Two reports issued last week have raised eyebrows because they seem to indicate a disturbing prevalence of illness. In California, according to one study, about 1 in 3 hospitalized people older than 34 has diabetes. And a survey by the Centers for Disease Control and Prevention (CDC) showed that about half of all Americans have taken a prescription drug in the last 30 days.
The California study, by the UCLA Center for Health Policy Research and the California Center for Public Health Advocacy, is alarming, explains KaiserHealthNews.org (KHN), not only because diabetes is a chronic, life-threatening disease, but because treating it is complex and more expensive because the disease impairs the body’s ability to heal.
The study analyzed a year’s worth of hospital discharge data and financial reports from California’s Office of Statewide Health Planning and Development.
Care for hospitalized patients with diabetes cost about $2,200 more, on average, than for patients who didn’t have the disease, no matter what problem brought them into the hospital in the first place.
The data showed that diabetes was the primary cause in only 1.7 in 100 hospitalizations, but those patients are at increased risk for kidney and heart disease, blindness and limb amputations. The study year was 2011, but the researchers noted that in 2006, 2 in 3 patients with diabetes were estimated to have had at least one of those complications, at a cost of almost $23 billion nationally.
“The time is now to turn around this epidemic because we know the health-care system is going to be overwhelmed,” the study’s lead author told KHN.
The study didn’t distinguish between hospitalizations for patients with type 1 diabetes, which is partly genetic, and type 2, which is associated with obesity, inactivity and affects minority groups disproportionately.
Because almost all adults diagnosed with diabetes have type 2, the researchers said creating programs and communities that promote healthful eating and regular exercise, combined with improved access to primary care, would help address the incidence of the disease, and help lower its costs.
That’s hardly news. But some such programs, such as supplying calorie information on restaurant menus, promoting the use of food stamps at farmers markets and limiting the number of fast food outlets in communities with limited access to fresh foods, seem to have only moderate influence in improving eating habits and helping people to lose weight.
Too Much Medication?
“Americans pop pills more than most other nations,” is the lead on the WBUR.org story about our conspicuous consumption of drugs.
Prescription drug use in the U.S. is up sharply over the last couple of decades, and it’s not just about an age wave – all age groups take a lot of drugs, although if you’re older than 65 and you’re not on any meds, you’re in the minority 1 in 10 who don’t.
The WBUR story referred to the nation’s health report released last week by the CDC’s National Center for Health Statistics. It shows that:
- About half of all Americans from 2007 to 2010 reported taking one or more prescription drugs in the past 30 days, and use increased with age – 1 in 4 children took one or more prescription drugs compared with 9 in 10 adults 65 and older.
- Cardiovascular (for high blood pressure, heart disease or kidney disease) and cholesterol-lowering drugs were two of the most commonly used among adults (18 and older). Nearly 18 in 100 of adults 18 to 64 took at least one cardiovascular agent in the past 30 days.
- The use of cholesterol-lowering drugs (such as statins) among people 18 to 64 has increased more than six-fold since1994. (See our newsletter, “Spotlight on Statins.”)

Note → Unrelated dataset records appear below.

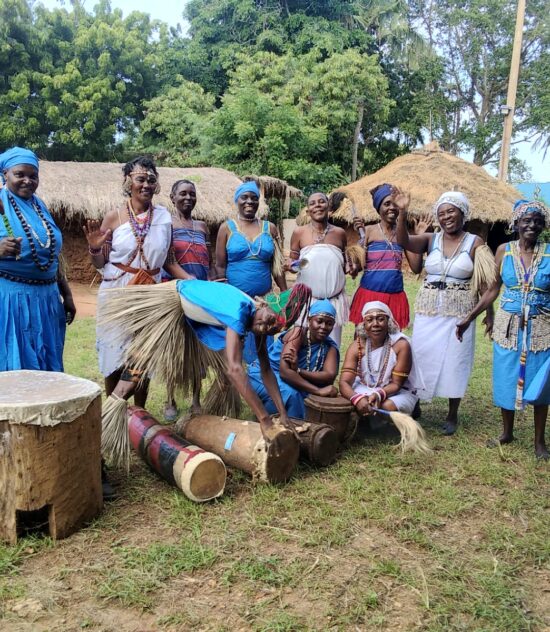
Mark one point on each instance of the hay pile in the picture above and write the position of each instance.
(427, 173)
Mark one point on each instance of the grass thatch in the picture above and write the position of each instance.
(427, 173)
(74, 191)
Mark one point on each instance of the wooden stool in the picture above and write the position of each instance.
(50, 462)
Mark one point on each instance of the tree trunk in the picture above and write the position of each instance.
(355, 145)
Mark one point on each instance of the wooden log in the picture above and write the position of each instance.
(241, 445)
(333, 411)
(200, 475)
(50, 462)
(319, 443)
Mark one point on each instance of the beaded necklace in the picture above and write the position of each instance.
(320, 236)
(29, 233)
(249, 242)
(375, 376)
(320, 360)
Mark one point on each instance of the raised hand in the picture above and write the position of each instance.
(94, 235)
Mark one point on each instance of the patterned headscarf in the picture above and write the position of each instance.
(17, 156)
(522, 207)
(456, 198)
(379, 194)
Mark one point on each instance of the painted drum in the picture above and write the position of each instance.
(199, 474)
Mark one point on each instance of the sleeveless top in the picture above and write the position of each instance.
(457, 269)
(191, 252)
(383, 268)
(249, 262)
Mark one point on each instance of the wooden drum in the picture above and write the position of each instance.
(319, 443)
(200, 475)
(333, 411)
(50, 462)
(241, 444)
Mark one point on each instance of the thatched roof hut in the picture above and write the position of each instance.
(426, 173)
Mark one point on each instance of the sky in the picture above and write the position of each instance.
(170, 11)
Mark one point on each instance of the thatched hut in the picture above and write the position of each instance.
(77, 191)
(426, 173)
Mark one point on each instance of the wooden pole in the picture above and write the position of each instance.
(511, 97)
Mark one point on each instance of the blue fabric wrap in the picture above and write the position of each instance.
(293, 399)
(324, 306)
(506, 362)
(250, 273)
(24, 266)
(380, 194)
(227, 304)
(18, 156)
(246, 187)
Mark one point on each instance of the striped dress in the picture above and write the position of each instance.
(191, 252)
(382, 281)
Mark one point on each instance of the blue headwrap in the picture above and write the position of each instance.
(522, 207)
(18, 156)
(379, 195)
(245, 187)
(323, 306)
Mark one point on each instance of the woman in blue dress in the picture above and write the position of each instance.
(521, 331)
(304, 360)
(247, 249)
(36, 302)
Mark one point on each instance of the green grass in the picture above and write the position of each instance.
(456, 540)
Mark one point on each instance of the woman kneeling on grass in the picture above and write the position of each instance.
(304, 360)
(378, 365)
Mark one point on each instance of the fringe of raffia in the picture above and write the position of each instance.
(451, 301)
(485, 271)
(152, 317)
(278, 262)
(115, 440)
(413, 437)
(356, 254)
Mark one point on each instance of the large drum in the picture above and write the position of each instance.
(200, 475)
(333, 411)
(240, 444)
(319, 443)
(50, 462)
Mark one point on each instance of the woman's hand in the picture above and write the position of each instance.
(10, 246)
(94, 235)
(462, 327)
(488, 321)
(328, 391)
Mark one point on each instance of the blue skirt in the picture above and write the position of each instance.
(506, 371)
(32, 327)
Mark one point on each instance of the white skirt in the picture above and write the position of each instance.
(445, 362)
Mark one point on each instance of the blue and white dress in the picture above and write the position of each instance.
(32, 318)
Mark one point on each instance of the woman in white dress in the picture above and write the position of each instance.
(131, 246)
(459, 267)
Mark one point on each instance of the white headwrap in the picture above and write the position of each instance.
(393, 327)
(456, 198)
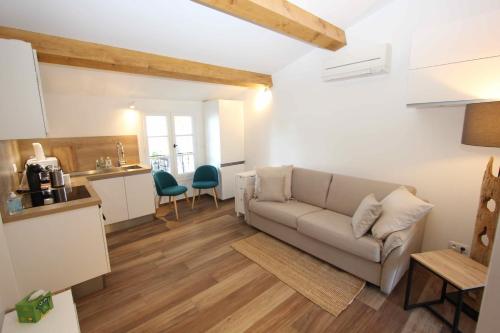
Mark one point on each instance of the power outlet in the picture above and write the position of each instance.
(459, 247)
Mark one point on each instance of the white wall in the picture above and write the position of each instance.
(9, 293)
(362, 127)
(489, 321)
(71, 115)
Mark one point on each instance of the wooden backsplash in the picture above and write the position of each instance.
(80, 154)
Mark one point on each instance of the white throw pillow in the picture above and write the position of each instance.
(272, 188)
(285, 171)
(400, 210)
(365, 216)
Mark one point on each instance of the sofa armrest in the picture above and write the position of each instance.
(247, 196)
(396, 254)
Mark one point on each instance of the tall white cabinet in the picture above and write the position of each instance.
(225, 146)
(21, 101)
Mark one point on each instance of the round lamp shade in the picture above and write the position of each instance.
(482, 125)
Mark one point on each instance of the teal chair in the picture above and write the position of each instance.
(166, 186)
(205, 177)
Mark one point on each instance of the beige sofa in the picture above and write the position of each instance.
(318, 221)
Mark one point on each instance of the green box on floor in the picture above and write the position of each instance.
(32, 311)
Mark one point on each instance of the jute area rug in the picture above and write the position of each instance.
(328, 287)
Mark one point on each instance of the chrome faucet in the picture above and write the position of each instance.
(121, 154)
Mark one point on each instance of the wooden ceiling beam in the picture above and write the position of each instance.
(66, 51)
(284, 17)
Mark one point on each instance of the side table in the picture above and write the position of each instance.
(453, 268)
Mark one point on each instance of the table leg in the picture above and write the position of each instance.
(458, 311)
(409, 284)
(443, 290)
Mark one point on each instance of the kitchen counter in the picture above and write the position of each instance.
(77, 179)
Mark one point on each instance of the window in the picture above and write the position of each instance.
(181, 139)
(158, 143)
(184, 144)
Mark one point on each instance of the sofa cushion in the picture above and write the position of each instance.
(346, 193)
(285, 171)
(310, 186)
(272, 188)
(285, 213)
(335, 229)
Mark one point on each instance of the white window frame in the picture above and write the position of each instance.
(172, 140)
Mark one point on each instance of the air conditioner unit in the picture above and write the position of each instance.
(355, 61)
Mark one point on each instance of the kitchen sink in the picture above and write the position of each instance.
(107, 170)
(131, 167)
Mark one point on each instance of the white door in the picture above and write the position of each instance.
(171, 143)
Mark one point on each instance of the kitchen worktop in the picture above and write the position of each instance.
(77, 179)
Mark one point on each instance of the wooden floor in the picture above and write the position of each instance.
(185, 277)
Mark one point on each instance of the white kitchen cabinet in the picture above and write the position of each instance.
(140, 195)
(21, 102)
(114, 200)
(224, 134)
(57, 251)
(126, 198)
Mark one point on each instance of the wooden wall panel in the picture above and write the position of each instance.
(80, 154)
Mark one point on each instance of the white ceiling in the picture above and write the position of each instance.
(177, 28)
(57, 79)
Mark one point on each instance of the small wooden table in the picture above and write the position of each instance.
(453, 268)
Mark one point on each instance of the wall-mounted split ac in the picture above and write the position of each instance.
(357, 61)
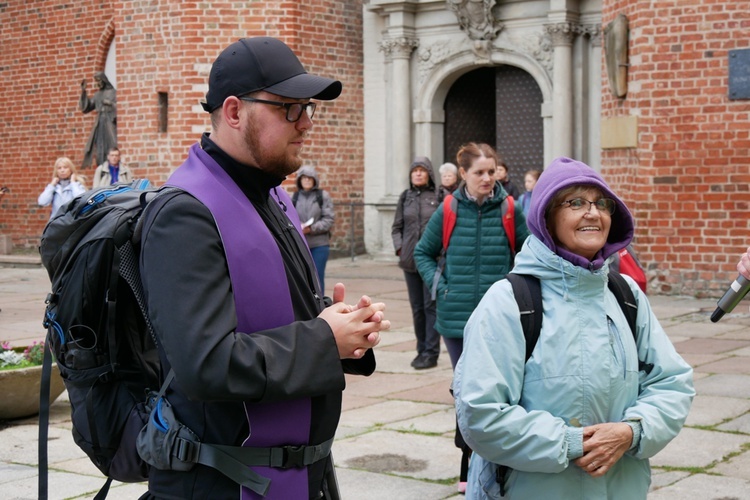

- Among adults 65 and older, more than 7 in 10 took at least one cardiovascular agent and nearly half took a cholesterol-lowering drug in the past 30 days.
- The use of antidepressants among adults18 and older increased more than four-fold from 1994 to 2010.
But there was some good news about antibiotics, whose efficacy is being eroded, thanks to our overuse of these drugs, which develop resistance to the bugs they were designed to fight (See our blog, “Why Doctors Overprescribe Antibiotics and What to Do About It.”): The prescribing of antibiotics during medical visits for cold symptoms declined by almost 40% from 1995-1996 to 2009-2010.
And what we spend every year on retail prescription drugs slowed by almost 12% from 2001 to 2011.
That we are a druggy nation is beyond dispute, and no doubt our use of medicine contributes not only to the high cost of health care, but, often, its overuse and unnecessary side effects and complications. Still, drugs undeniably can be lifesavers and life enhancers, and, as a couple of readers commented on the WBUR site, raw numbers don’t tell the whole story.
“I don’t think these data tell you much without knowing which drugs people are actually taking,” wrote one reader. “Birth control would be the big one that I think needs to be spelled out. Many women of childbearing age take birth control on a daily basis, not to treat a disease, but to prevent pregnancy… By contrast, in other parts of the world, IUD’s are used much more regularly than birth control pills, so this would skew Americans toward taking more drugs than in other countries… The point is, we would really need more details in order to draw any conclusions from this report.”
“Interesting data point,” said another, “but not useful without analysis. The real question is whether or not there is an improvement in overall health that can be demonstrated to be caused by ingestion of drugs, not just coincidental with taking more meds.”
As a society, we’ve got a lot to learn about the consumption of medical care, but, clearly, a lot of people are studying hard.